Unsupervised Learning of Depth and Ego-Motion from Video (1704.07813v2)

Published 25 Apr 2017 in cs.CV

Abstract: We present an unsupervised learning framework for the task of monocular depth and camera motion estimation from unstructured video sequences. We achieve this by simultaneously training depth and camera pose estimation networks using the task of view synthesis as the supervisory signal. The networks are thus coupled via the view synthesis objective during training, but can be applied independently at test time. Empirical evaluation on the KITTI dataset demonstrates the effectiveness of our approach: 1) monocular depth performing comparably with supervised methods that use either ground-truth pose or depth for training, and 2) pose estimation performing favorably with established SLAM systems under comparable input settings.

Citations (2,441)

View on Semantic Scholar

Summary

The paper presents an unsupervised framework that leverages view synthesis as a supervisory signal for jointly estimating depth and camera motion without labeled data.
It employs independent CNNs to predict per-pixel depth maps and relative camera poses from video, achieving competitive results against supervised methods.
Empirical evaluations on the KITTI dataset demonstrate the method's high fidelity in monocular depth estimation and robust ego-motion prediction.
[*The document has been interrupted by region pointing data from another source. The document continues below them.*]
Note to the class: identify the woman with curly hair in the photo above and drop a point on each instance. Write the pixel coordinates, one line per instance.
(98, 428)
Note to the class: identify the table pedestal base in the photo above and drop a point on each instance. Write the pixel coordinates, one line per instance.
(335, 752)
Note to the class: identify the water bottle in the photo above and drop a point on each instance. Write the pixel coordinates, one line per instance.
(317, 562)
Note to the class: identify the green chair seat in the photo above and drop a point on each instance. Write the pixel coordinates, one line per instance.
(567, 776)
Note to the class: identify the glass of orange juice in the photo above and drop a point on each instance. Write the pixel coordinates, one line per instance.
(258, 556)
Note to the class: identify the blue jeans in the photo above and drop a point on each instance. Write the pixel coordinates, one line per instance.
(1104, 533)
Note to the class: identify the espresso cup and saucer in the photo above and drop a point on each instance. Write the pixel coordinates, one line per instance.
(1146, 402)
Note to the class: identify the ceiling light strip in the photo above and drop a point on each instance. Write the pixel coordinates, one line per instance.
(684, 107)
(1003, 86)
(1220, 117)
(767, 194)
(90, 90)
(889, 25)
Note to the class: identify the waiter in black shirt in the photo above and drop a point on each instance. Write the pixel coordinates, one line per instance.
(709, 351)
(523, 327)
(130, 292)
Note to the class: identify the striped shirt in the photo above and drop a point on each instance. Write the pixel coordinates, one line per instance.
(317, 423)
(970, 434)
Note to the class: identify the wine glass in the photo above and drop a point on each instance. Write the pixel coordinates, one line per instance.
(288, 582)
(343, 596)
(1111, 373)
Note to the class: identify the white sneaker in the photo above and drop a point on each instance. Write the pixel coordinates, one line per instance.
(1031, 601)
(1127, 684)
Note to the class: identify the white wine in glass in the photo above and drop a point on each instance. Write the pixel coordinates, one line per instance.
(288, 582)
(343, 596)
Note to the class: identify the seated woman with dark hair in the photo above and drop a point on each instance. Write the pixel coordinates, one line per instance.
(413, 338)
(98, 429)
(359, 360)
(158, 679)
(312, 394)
Unsupervised Learning of Depth and Ego-Motion from Video

The paper "Unsupervised Learning of Depth and Ego-Motion from Video," authored by Tinghui Zhou, Matthew Brown, Noah Snavely, and David G. Lowe, presents an innovative approach for monocular depth and camera motion estimation using an unsupervised learning framework. This work leverages unstructured video sequences and bypasses the need for manual labeling or ground-truth pose information, distinguishing it from prior methods that require such supervision.

Summary of the Approach

The primary contribution of this paper lies in its unsupervised learning framework, which employs view synthesis as the supervisory signal. The framework encapsulates single-view depth and multi-view pose networks. A pivotal aspect is the loss function based on warping nearby views to the target using the estimated depth and pose, enabling the networks to be trained jointly. However, for inference, the networks can operate independently. The method relies on convolutional neural networks (CNNs) to predict depth maps and camera poses directly from image sequences.
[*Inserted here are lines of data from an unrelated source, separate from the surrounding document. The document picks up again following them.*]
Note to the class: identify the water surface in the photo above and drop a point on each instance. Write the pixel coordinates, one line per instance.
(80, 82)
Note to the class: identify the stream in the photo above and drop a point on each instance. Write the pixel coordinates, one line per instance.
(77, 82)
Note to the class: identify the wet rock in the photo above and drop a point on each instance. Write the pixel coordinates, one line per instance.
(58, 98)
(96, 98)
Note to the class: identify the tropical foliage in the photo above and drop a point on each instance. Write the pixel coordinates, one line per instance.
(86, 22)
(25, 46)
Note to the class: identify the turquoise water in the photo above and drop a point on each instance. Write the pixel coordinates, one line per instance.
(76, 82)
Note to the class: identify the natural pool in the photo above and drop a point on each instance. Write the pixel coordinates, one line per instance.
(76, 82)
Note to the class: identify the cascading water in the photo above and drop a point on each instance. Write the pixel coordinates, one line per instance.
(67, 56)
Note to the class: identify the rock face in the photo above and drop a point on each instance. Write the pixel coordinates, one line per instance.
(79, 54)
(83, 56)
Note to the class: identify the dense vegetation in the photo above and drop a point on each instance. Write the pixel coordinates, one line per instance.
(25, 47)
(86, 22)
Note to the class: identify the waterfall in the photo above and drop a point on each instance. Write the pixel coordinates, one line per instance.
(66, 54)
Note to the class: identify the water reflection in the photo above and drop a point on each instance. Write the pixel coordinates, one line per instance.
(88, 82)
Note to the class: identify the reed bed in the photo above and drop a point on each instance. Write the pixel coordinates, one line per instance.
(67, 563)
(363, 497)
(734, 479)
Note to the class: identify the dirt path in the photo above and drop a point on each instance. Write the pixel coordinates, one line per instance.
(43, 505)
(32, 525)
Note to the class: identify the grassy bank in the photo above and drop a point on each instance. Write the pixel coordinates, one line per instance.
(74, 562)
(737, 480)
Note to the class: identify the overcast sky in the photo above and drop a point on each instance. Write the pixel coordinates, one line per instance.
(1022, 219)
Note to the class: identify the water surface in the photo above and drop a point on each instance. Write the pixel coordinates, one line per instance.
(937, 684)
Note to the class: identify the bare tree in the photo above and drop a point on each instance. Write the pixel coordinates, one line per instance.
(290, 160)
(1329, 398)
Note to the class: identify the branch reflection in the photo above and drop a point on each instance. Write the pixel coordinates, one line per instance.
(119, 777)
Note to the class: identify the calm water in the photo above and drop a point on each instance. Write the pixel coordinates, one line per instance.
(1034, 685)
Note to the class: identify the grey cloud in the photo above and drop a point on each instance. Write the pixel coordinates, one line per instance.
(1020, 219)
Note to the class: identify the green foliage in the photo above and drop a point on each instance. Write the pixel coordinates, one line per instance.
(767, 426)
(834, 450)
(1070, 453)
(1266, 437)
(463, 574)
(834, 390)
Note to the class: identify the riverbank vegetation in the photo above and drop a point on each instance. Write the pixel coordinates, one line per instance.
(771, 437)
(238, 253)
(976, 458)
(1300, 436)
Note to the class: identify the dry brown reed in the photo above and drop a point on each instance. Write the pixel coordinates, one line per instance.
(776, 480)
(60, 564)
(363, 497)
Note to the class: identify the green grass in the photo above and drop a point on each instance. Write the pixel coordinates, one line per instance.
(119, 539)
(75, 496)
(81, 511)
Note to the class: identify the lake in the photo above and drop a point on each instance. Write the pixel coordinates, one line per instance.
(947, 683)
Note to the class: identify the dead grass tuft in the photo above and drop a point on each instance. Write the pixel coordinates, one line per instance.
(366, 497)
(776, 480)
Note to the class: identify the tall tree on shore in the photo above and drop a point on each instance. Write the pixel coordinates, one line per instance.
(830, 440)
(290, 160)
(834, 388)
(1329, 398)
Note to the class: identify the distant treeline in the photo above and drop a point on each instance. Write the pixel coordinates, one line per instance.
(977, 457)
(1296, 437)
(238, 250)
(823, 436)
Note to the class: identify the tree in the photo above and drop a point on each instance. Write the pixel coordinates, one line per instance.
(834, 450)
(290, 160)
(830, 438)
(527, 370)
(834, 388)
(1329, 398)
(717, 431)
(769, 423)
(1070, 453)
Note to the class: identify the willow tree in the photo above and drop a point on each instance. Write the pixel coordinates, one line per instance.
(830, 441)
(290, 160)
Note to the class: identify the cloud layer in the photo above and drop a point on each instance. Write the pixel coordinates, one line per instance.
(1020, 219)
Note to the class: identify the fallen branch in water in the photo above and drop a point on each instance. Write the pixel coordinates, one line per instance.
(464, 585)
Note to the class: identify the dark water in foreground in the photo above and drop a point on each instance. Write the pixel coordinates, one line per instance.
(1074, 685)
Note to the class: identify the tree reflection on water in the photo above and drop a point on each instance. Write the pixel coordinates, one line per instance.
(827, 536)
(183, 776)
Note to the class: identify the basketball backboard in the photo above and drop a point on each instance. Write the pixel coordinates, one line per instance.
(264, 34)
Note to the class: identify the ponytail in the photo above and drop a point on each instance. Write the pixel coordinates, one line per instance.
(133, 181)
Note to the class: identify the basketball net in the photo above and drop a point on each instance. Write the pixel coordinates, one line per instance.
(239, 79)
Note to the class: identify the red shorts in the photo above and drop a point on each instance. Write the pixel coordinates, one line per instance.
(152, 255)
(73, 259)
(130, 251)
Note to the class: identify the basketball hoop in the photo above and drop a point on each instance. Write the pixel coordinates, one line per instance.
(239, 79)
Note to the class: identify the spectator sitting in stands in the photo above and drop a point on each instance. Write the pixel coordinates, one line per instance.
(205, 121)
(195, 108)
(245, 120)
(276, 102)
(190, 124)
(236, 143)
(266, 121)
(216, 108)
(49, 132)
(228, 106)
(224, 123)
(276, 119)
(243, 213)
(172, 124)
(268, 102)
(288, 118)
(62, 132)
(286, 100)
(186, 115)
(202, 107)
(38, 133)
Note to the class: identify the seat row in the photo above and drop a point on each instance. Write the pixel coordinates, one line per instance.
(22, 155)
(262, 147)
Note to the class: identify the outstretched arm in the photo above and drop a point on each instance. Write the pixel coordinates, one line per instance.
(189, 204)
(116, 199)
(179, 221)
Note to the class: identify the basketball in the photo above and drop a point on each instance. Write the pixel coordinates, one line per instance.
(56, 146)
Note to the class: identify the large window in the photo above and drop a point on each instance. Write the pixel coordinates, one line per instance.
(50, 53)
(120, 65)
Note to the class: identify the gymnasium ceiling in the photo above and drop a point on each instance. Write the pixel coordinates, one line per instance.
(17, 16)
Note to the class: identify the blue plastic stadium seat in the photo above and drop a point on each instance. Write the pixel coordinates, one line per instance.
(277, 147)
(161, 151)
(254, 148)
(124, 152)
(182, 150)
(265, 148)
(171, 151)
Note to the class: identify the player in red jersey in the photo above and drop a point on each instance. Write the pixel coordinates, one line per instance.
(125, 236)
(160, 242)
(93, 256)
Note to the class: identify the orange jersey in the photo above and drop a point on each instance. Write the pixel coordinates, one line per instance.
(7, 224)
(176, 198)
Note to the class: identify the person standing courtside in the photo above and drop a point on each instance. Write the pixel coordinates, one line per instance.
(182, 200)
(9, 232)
Key Components of the Framework

Depth and Pose Networks: The depth network predicts a per-pixel depth map from a single image, while the pose network predicts the relative camera pose between consecutive frames.
View Synthesis Supervision: The view synthesis loss ensures that the transformed views align well with the target view, enforced by differentiable depth image-based rendering. This process inherently drives the network to learn accurate depth and pose estimation.
Explainability Mask: To account for limitations such as dynamic objects, occlusions, and non-Lambertian surfaces, an explainability mask is jointly predicted and used to weight the view synthesis objective, thus discounting parts of the scene that are less likely to obey the model’s assumptions.

Numerical Results

Empirical evaluation using the KITTI dataset demonstrates the effectiveness of the proposed method:

Monocular Depth Estimation: The unsupervised depth estimates perform impressively when compared to several supervised approaches (e.g., Eigen et al.). Notably, depth predictions achieve an Abs Rel error of 0.201 with the Cityscapes-pretrained and KITTI-finetuned model, suggesting high fidelity in depth estimation even without supervised depth information.
Pose Estimation: The pose estimation network, benchmarked against ORB-SLAM, shows competitive performance, especially in settings with minimal side-rotation.

Implications and Future Work

The implications of this research are significant for various fields, such as autonomous driving, robotics, and augmented reality, where monocular camera setups are prevalent, and acquiring labeled data is challenging. The unsupervised nature of the method enables leveraging vast quantities of video data readily available on the internet.

Future work could extend this framework to handle more complex scenes with significant dynamic objects and occlusions by integrating methods for explicit scene dynamics and motion segmentation. Another exciting direction is to explore unsupervised learning of full 3D volumetric representations, transcending the limitations posed by depth maps.

Further developments in this area of research could also investigate the internal representations learned by the system. Understanding and repurposing these representations for tasks such as object detection and semantic segmentation could unlock new applications and enhance the versatility of the trained models.

In conclusion, this paper provides a crucial step towards more flexible and scalable methods for depth and ego-motion estimation from monocular video, employing a fully unsupervised learning paradigm that proves to be highly effective through empirical validation.